Her name in the Emperor’s mouth! She held the posture, saying, “I thank your Majesty for his kindness and generosity in summoning me into his presence when I am unworthy of the honor.” Ritual steadied her, as she’d hoped it would.
“Arise, I say again,” the Emperor replied, and Kassquit did. The Emperor’s eye turrets swung up and down as he examined her. He said, “I am greatly pleased to welcome my first Tosevite citizen to Home. I have heard that you are very able, which gladdens my liver.”
“I thank you, your Majesty,” Kassquit said dazedly. No one had told her Risson would say anything like that! When he made the gesture of dismissal, she might have invented antigravity, for she did not think her feet touched the floor even once as she withdrew.
Along with the rest of the Americans, Sam Yeager watched Kassquit’s audience on television. “She goes through all the rituals of submission you talked them out of,” Tom de la Rosa said to him.
“For her, they’re all right,” Sam answered. “The Emperor’s her sovereign. But he’s not mine, and I wasn’t going to pretend he is.”
“Looks like she’s got all the moves down pat,” Frank Coffey remarked.
Sam nodded. “I’m not surprised. Jonathan and I met her years before we went into cold sleep. She’s not quite human, poor thing, but she’s plenty smart.” He dropped into the Lizards’ language for a one-word question for his son: “Truth?”
“Truth,” Jonathan agreed. He didn’t add an emphatic cough, as Sam Yeager had thought he might. But then, Karen was sitting right there next to him, and wouldn’t have appreciated any such display of enthusiasm. As far as Karen was concerned, Kassquit was entirely too human. But Sam had been talking about the way she thought, not the way she was made.
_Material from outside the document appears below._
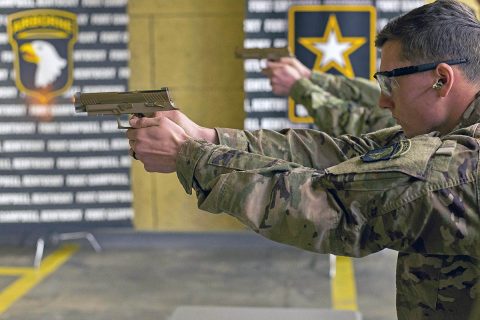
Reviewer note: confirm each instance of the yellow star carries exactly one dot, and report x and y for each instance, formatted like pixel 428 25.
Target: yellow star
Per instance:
pixel 333 50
Linda de la Rosa said, “The Emperor paid her a nice compliment there.”
“That’s the point of the audience,” Sam said. “He wants to show everybody-the Lizards here on Home, and eventually Rabotevs and Hallessi and humans, too-that they’re really just one big, happy family. The Race isn’t as good at propaganda as we are, but they’ve got the right idea for that.”
“What did you think of Risson, Dad?” Jonathan asked.
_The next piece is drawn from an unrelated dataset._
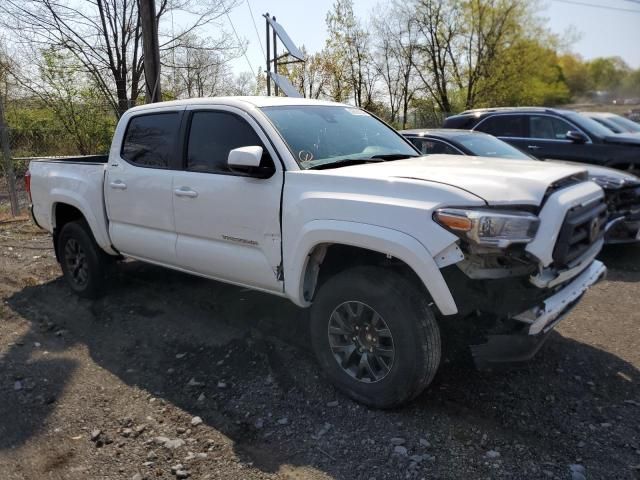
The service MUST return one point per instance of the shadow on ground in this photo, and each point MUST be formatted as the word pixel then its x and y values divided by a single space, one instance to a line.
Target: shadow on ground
pixel 257 346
“We all right?” Sam asked Major Coffey. Only after Coffey’s nod showed electronics were foiling the Race’s bugs did he go on, “He impressed me more than I figured he would. Most of what he said was stuff he had to say, but the way he said it made me sit up and take notice. He’s got brains, I think. He’s not just sitting up there because he’s descended from the last Lizard who had the job.”
“The succession is about the only place where family ties really matter to the Race, isn’t it?” Karen said.
“Looks that way to me,” Sam agreed. “The Emperor has his own-harem, I guess you’d call it-of females, and one of the eggs one of those females lays hatches out the next Emperor. And how they go about deciding which egg it is, they know and God knows, but I don’t.”
He laughed. Back before he went into cold sleep, he’d never worried about how the Lizards dealt with the imperial succession. It hadn’t seemed like anything that could matter to him. Which only went to show, you never could tell. He laughed again. It wasn’t as if he hadn’t already known that. His whole career since the day he met his first Lizard-a slightly wounded prisoner somewhere south of Chicago-had been a case of you never can tell.
The door hissed for attention. Sam didn’t know about the rest of the Americans, but he missed a good, old-fashioned doorbell. His knees ached as he got to his feet. He wondered if the Lizards were going to complain about the bug suppressor. If they did, he intended to send them away with a flea in their hearing diaphragm. Bugging ambassadors’ residences was impolite, even if it happened all the time.
But the Lizard who stood in the hallway wore the body paint of an assistant protocol master. Sam recognized it because it was similar to Herrep’s but a little less ornate. “Yes?” he said, as neutrally as he could. “What can I do for you?”